Security wall along Kenya-Somalia border could cost Sh200m per KM – Expert

Security wall along Kenya-Somalia border could cost Sh200m per KM – Expert

The proposed 700km anti-terror security wall separating Kenya and Somalia from border point one in Mandera and Kiunga in Lamu is on course.

The project which was mooted in the aftermath of the Garissa University College terror attack is one of the most ambitious anti-terror strategy to bar off Al Shabaab terrorists from Kenya.

However, the cost implication of a real anti-terror wall of 2 million dollars per kilometre, according to Homeland Security Analyst Richard Tuta, and its maintenance is one factor the government ought to consider deeply.

The Al Shabaab attacks in the North Eastern region has seen more than 100 people killed in recent times.

The reason why the attacks have been rampant in the area is the easy access of Kenya-entry points especially through the Bulahawa border point thus allowing militants to enter and attack and return to their bases in Somalia.

This is, however, set to change if a decision arrived at by the top most security organ in the country, the National Security Advisory Council chaired by President Uhuru Kenyatta that approved the construction of a full proof security wall stretching from Kiunga at the coast to Mandera in the north is fully implemented.

On Thursday, the newly appointed North Eastern Coordinator Amb Saleh Mohammud inspected the project and announced it was on course.


The wall must be constructed

“The wall will start from Mandera up to Kiunga. The construction has begun and we will see it to its conclusive end,” said Mr Saleh.

According to the Interior Ministry spokesperson Mwenda Njoka, the wall will not be purely a concrete and mortar affair stretching all the 800 kilometres but will include, a physical wall, barbed electric fence, and trenches.

The decision, Saleh insists, is a decision of the national government.

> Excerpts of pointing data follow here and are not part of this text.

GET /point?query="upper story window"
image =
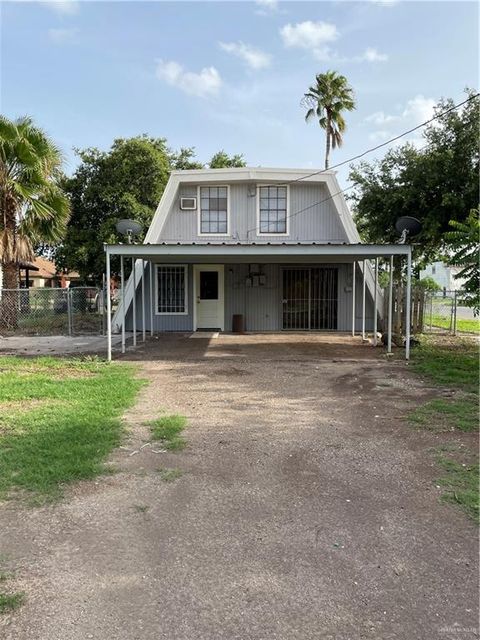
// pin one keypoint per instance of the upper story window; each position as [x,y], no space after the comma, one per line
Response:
[272,218]
[213,210]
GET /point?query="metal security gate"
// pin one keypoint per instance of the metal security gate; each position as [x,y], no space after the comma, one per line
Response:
[310,298]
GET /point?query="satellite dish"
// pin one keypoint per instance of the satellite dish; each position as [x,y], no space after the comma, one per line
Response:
[129,228]
[407,226]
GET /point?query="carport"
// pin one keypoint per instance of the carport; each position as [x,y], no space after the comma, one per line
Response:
[362,257]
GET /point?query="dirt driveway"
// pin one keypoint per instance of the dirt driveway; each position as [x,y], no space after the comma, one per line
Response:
[307,509]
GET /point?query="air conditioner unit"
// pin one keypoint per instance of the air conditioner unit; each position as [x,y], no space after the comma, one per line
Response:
[188,204]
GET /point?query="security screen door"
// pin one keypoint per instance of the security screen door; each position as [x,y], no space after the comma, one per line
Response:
[310,298]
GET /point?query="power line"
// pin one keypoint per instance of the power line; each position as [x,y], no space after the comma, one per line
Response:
[357,157]
[383,144]
[361,155]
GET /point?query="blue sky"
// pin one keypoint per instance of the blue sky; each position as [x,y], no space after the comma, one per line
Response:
[231,75]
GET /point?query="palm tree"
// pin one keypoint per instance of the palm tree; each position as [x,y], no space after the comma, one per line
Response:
[326,101]
[33,208]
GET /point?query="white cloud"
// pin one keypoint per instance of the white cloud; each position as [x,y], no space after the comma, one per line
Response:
[379,136]
[419,109]
[381,118]
[266,6]
[62,36]
[203,84]
[415,111]
[385,3]
[372,55]
[314,36]
[255,58]
[65,7]
[308,34]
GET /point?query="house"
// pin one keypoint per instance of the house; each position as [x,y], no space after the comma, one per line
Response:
[275,246]
[42,273]
[444,276]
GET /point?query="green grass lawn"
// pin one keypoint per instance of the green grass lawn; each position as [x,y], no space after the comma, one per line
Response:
[59,420]
[464,325]
[452,364]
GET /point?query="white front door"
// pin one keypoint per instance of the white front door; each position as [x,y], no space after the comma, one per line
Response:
[209,296]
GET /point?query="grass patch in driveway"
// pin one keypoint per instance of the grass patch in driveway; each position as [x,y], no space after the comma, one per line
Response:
[447,415]
[11,601]
[167,429]
[452,364]
[69,434]
[465,325]
[461,484]
[169,475]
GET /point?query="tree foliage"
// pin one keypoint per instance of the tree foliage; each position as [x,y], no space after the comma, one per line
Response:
[464,240]
[326,101]
[221,160]
[436,184]
[127,181]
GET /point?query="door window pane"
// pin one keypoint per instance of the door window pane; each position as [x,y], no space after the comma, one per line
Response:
[208,285]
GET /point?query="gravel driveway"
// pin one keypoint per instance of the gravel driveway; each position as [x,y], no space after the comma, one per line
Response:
[307,509]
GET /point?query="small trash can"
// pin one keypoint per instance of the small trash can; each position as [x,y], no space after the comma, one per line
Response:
[238,323]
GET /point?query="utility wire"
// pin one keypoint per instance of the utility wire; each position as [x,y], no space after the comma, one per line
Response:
[383,144]
[361,155]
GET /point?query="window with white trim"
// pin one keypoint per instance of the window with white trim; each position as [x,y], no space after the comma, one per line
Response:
[213,210]
[273,210]
[171,289]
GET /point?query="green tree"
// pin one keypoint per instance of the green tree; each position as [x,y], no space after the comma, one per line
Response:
[326,101]
[221,160]
[436,184]
[464,241]
[34,208]
[125,182]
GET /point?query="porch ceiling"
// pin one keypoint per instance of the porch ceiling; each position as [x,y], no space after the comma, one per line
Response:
[223,253]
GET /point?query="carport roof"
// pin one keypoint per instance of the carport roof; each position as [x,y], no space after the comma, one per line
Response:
[224,253]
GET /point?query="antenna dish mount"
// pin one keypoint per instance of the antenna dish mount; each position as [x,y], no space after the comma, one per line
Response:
[407,226]
[129,228]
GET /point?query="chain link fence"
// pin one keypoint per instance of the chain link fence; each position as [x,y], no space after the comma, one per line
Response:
[447,312]
[47,311]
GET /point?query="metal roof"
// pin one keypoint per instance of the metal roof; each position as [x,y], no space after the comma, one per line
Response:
[223,252]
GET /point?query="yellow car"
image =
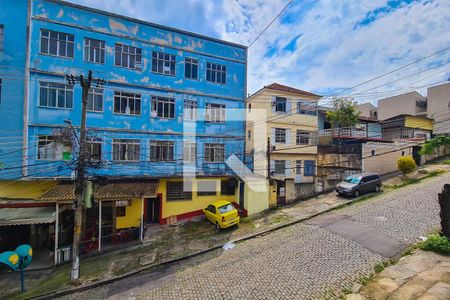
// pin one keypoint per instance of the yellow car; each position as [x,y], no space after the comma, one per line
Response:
[222,214]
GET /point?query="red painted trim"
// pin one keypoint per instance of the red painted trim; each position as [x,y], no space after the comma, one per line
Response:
[18,205]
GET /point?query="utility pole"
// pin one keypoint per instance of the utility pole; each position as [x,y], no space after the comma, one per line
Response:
[80,181]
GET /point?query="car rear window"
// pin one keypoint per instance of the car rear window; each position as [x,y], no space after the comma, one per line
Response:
[226,208]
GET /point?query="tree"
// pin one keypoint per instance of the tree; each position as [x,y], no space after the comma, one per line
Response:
[345,113]
[406,164]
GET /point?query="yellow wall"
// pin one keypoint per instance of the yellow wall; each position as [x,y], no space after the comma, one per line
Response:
[173,208]
[132,217]
[422,123]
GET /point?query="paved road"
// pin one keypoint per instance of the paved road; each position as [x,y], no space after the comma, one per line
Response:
[309,260]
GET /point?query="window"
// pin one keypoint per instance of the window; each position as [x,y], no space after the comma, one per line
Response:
[176,191]
[163,63]
[95,100]
[56,95]
[191,68]
[189,151]
[280,104]
[94,51]
[298,167]
[303,137]
[126,149]
[50,148]
[227,187]
[57,43]
[94,150]
[161,150]
[163,107]
[127,103]
[280,166]
[2,38]
[206,188]
[309,168]
[280,135]
[190,110]
[307,108]
[216,73]
[215,113]
[214,153]
[128,57]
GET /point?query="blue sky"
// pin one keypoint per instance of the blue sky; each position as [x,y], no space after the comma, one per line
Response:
[320,46]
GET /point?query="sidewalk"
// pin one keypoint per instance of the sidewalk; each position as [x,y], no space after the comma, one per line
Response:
[165,243]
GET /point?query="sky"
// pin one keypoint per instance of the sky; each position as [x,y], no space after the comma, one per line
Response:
[322,46]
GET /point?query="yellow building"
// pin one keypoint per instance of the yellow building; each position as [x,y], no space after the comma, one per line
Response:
[286,118]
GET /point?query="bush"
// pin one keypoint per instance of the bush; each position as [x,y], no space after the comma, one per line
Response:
[436,243]
[406,164]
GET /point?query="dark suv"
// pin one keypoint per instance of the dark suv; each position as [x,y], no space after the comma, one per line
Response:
[357,184]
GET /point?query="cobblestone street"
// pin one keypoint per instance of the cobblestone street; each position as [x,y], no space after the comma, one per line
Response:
[299,262]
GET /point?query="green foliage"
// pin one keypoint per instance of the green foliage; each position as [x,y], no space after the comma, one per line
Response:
[432,144]
[345,113]
[436,243]
[406,164]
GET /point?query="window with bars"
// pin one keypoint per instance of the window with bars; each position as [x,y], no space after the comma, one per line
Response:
[95,100]
[216,73]
[190,110]
[280,135]
[57,95]
[128,57]
[163,107]
[94,51]
[191,68]
[280,166]
[214,153]
[162,151]
[215,113]
[127,103]
[189,151]
[51,148]
[126,149]
[303,137]
[176,191]
[57,43]
[163,63]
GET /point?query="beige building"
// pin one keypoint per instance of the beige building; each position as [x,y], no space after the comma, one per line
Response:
[412,103]
[286,118]
[368,110]
[438,107]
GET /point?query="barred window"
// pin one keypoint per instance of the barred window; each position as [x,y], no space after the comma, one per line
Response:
[189,151]
[214,153]
[176,191]
[163,107]
[127,103]
[126,149]
[216,73]
[95,100]
[57,95]
[94,51]
[57,43]
[163,63]
[191,68]
[161,150]
[128,57]
[215,113]
[303,137]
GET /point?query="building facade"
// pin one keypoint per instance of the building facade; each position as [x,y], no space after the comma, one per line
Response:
[289,120]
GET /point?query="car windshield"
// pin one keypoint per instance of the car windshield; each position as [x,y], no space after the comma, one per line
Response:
[353,179]
[226,208]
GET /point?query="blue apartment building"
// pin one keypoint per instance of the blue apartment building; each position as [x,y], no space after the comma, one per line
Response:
[163,100]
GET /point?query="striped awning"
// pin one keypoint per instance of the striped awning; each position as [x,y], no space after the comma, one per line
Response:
[27,215]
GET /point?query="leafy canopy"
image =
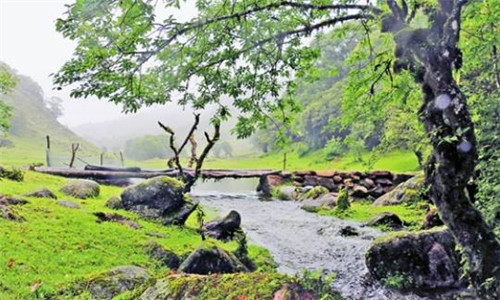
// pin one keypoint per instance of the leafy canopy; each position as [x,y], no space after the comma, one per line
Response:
[136,53]
[7,82]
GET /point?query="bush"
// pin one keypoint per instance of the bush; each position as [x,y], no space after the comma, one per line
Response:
[334,148]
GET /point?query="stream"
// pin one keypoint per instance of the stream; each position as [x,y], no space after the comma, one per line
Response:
[300,240]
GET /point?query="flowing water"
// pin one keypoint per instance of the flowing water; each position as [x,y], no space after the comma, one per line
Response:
[300,240]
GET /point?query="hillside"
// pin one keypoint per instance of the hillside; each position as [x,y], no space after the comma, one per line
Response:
[31,122]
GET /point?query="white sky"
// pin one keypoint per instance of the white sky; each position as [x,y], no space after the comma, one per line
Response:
[30,44]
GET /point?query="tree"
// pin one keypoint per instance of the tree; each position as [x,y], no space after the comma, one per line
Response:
[7,82]
[251,52]
[54,104]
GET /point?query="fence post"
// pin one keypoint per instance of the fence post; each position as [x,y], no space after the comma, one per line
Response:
[47,153]
[121,159]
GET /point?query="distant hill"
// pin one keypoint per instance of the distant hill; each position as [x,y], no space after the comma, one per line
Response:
[113,134]
[32,121]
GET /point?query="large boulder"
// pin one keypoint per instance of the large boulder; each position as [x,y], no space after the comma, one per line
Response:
[81,188]
[388,219]
[417,261]
[224,229]
[210,259]
[158,198]
[285,193]
[406,192]
[116,281]
[165,257]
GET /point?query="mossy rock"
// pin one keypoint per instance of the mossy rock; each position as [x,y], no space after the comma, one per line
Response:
[114,203]
[316,191]
[42,193]
[109,284]
[226,286]
[159,198]
[210,259]
[163,256]
[420,261]
[81,188]
[407,192]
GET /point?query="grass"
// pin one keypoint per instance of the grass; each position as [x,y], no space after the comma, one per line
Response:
[398,161]
[58,245]
[413,214]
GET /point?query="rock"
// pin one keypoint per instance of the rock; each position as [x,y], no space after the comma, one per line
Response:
[406,192]
[209,259]
[316,192]
[159,198]
[81,188]
[166,257]
[293,291]
[42,193]
[224,229]
[387,219]
[328,174]
[264,187]
[377,192]
[9,214]
[304,173]
[348,183]
[275,180]
[348,231]
[359,191]
[380,174]
[324,201]
[368,183]
[69,204]
[114,203]
[432,219]
[327,183]
[6,200]
[112,217]
[420,261]
[311,180]
[383,181]
[337,179]
[116,281]
[285,193]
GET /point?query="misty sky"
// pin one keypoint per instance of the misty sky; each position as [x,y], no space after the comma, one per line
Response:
[30,44]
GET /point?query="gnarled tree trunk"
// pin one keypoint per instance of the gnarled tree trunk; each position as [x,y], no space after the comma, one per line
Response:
[431,55]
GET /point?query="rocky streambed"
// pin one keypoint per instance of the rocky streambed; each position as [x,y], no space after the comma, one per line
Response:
[300,240]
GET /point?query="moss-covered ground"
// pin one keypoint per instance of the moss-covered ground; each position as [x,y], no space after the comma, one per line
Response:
[57,245]
[413,215]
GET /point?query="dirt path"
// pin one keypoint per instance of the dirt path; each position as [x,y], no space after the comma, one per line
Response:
[300,240]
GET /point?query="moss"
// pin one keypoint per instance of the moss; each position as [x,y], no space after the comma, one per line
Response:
[343,200]
[173,182]
[228,286]
[398,281]
[276,193]
[316,191]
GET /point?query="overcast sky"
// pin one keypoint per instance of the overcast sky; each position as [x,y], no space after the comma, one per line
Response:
[30,44]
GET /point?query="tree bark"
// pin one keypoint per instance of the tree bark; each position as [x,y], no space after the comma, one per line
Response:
[431,55]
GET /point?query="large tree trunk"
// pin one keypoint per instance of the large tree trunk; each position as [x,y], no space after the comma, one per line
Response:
[448,172]
[431,55]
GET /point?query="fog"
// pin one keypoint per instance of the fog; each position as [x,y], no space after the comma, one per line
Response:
[30,44]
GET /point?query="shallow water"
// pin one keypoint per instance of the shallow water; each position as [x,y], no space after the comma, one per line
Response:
[300,240]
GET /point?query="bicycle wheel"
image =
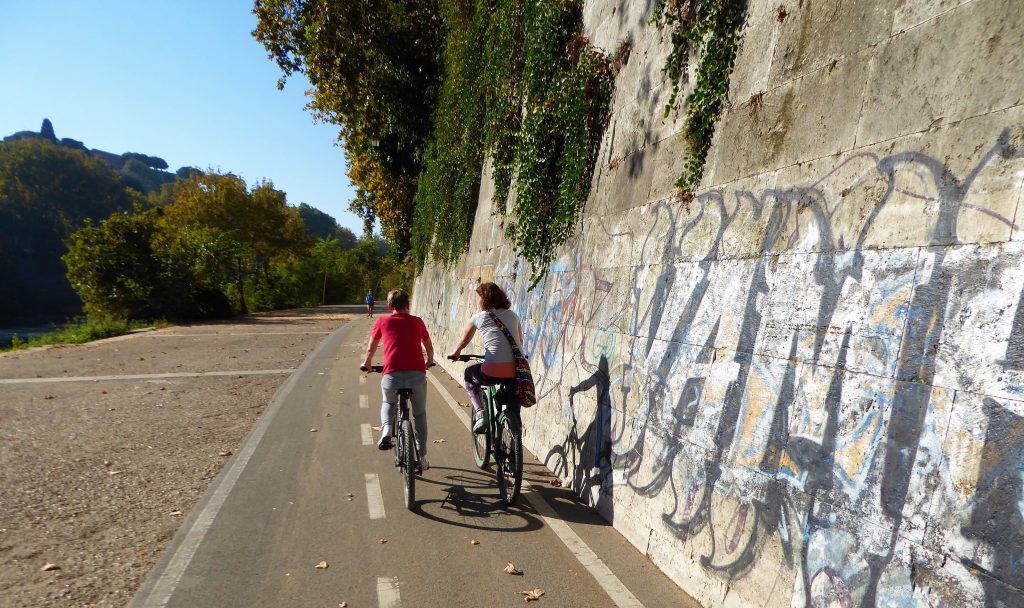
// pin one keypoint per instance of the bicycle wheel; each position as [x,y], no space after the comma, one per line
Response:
[508,458]
[481,442]
[408,462]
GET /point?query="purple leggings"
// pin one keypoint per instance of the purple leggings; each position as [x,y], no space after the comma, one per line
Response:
[475,378]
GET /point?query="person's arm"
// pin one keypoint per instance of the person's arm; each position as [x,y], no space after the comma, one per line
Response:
[371,349]
[466,337]
[375,338]
[428,346]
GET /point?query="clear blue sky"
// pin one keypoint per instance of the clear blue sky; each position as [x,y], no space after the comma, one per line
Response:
[184,81]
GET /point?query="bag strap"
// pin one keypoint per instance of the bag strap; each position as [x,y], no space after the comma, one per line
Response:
[508,336]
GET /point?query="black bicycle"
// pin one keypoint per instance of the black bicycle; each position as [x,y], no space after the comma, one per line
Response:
[504,435]
[407,459]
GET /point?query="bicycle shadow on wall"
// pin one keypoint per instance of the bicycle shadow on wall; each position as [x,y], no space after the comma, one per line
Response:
[472,501]
[586,458]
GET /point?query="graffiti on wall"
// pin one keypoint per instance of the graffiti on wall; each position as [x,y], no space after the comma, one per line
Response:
[857,403]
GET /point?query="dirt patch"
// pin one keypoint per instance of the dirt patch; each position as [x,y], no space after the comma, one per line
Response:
[95,476]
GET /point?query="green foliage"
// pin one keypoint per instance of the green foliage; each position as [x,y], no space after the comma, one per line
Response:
[322,225]
[710,28]
[79,332]
[218,247]
[46,191]
[375,69]
[524,86]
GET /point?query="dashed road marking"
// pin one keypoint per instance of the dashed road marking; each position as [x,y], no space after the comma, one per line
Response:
[375,501]
[153,335]
[387,592]
[604,576]
[143,376]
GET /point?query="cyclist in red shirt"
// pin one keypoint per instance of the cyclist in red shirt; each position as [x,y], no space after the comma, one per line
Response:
[403,367]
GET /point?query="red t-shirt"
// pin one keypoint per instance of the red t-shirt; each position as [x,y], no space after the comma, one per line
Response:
[402,334]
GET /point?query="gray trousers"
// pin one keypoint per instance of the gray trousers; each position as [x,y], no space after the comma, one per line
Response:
[417,381]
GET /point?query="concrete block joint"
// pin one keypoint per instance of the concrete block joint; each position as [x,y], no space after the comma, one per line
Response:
[804,387]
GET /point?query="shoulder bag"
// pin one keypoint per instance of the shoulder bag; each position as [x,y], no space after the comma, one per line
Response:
[524,391]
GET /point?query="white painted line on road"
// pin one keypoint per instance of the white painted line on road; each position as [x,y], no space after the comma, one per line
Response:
[387,592]
[142,376]
[375,501]
[604,576]
[166,582]
[155,335]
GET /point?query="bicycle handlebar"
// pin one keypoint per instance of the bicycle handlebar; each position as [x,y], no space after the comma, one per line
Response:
[380,368]
[466,357]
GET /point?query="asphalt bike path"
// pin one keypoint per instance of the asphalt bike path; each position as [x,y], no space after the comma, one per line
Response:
[308,488]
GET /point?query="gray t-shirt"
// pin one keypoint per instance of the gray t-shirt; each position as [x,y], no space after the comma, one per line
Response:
[496,346]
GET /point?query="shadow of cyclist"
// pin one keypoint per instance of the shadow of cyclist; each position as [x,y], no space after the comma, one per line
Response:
[592,480]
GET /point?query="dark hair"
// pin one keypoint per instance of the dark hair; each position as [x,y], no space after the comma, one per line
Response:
[397,299]
[493,296]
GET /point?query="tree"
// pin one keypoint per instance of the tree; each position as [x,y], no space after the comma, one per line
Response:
[47,130]
[258,222]
[375,68]
[46,191]
[130,266]
[113,266]
[322,225]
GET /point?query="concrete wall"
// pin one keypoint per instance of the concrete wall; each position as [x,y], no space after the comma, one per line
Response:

“I hear Somalia has complained, but we have made the decision and it must happen.”

Leaders from the region have already endorsed the decision.

Richard Tuta, a homeland security expert weighs in on the feasibility of the project saying it should incorporate full surveillance methods.

“If it is a wall, it should not just be any wall, it should be an anti-terror wall, borrowed from that of Jerusalem with full proof surveillance methods,” noted Tuta.

The cost implication, however, remaining the elephant in the room.

“A kilometre costs 2 million dollars, for Kenya, security is a priority, and should be handled as such.”

Experts have, however, faulted the slow response of security apparatus in tackling terrorists.

It is hoped that the wall will hamper entry of bad elements to the country.

“There is need ensure adequate response and patrol officers in order to respond promptly to any intrusion,” added Tuta.

According to the Interior Ministry, an elite patrol team has already been put up with a superior weaponry.